La mia città, ora, si misura in passi

di Cecilia Traina
Architetto

La mia città, ora, ha una forma irregolare: si sviluppa lungo tre direttrici di lunghezza diversa.

La mia città, ora, si misura in passi, i miei, e non in metri o in chilometri, troppo astratti, o in tempo per percorrerla, perché, ora, di tempo ce n’è tanto:

352 passi verso sud-est da casa all’edicola;

647 passi verso nord-ovest dall’edicola a casa dei miei genitori;

352 passi verso sud-est-da casa dei miei genitori a casa mia;

1294 passi verso nord da casa alla farmacia;

che diventano un po’ di più se decido di zigzagare tra le vie strette del ghetto.

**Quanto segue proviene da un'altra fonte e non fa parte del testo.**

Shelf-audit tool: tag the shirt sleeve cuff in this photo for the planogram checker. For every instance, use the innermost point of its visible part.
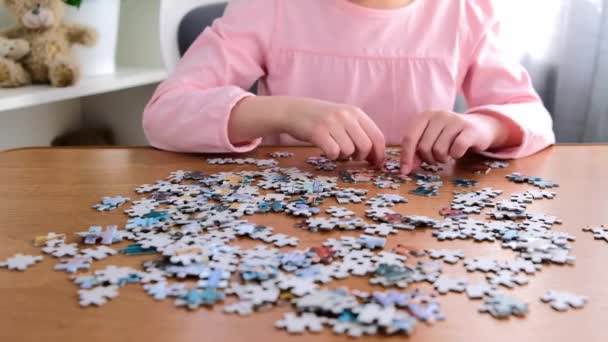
(531, 119)
(237, 96)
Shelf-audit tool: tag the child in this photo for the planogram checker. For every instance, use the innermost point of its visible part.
(350, 76)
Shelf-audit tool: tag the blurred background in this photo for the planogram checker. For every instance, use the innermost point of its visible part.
(563, 43)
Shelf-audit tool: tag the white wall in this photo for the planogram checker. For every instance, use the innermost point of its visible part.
(138, 45)
(37, 126)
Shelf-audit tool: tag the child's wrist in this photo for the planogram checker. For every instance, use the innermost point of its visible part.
(499, 132)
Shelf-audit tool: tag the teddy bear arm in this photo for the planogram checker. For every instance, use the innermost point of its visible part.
(12, 33)
(81, 34)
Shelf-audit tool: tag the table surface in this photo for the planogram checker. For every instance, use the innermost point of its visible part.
(51, 190)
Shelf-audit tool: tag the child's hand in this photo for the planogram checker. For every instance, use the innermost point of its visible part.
(341, 131)
(437, 137)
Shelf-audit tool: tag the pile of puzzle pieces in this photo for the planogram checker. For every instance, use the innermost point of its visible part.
(191, 221)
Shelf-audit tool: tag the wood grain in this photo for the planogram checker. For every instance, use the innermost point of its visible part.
(44, 190)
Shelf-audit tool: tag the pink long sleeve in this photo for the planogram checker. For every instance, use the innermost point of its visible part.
(497, 86)
(190, 111)
(393, 64)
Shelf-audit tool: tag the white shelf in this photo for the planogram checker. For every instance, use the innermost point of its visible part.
(123, 78)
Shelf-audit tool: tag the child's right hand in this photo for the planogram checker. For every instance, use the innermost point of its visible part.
(341, 131)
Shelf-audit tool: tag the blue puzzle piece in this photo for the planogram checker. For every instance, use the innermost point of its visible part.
(110, 203)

La mia città è piatta e con l’orizzonte breve e, ora, è fatta di continui déjà vu di case, marciapiedi, visi mascherati e cani al passeggio – mai visto così tanti cani trascinati a passeggio.

Il mio spazio di vita, ora, non è più la mia città, ma la mia casa, che misuro in pochi passi – 31 dall’ingresso al fondo del giardino – ma è meno piatta della mia città, con una scala per raggiungere le camere e una per andare in cantina.

La mia casa, ora, è la mia città: in soggiorno vado al lavoro, al bar a far aperitivo con le amiche o al pub per un hamburger o al cinema o a teatro o in palestra; in cucina vado al ristorante; in giardino vado nei parchi e sulle mura.

La mia casa, ora, però non assomiglia molto alla mia casa: è piena di cose che non ne facevano parte prima e che l’hanno privata della sua armonia. È disordinata anche se pulitissima. È uno spazio imploso.

La mia casa non è fatta per viverci la vita. Se la cava bene, ma non è la mia città.

E allora oggi, 1515 passi, sono arrivata un po’ più in là della farmacia e improvvisamente, dietro la curva, è apparso, imponente contro il cielo azzurro, il campanile della cattedrale. E la mia città ha ritrovato la sua forma regolare, le sue strade maestose, i suoi palazzi e le sue mura.

Poi, chissà, fuori dalla mia città cosa mi aspetterà.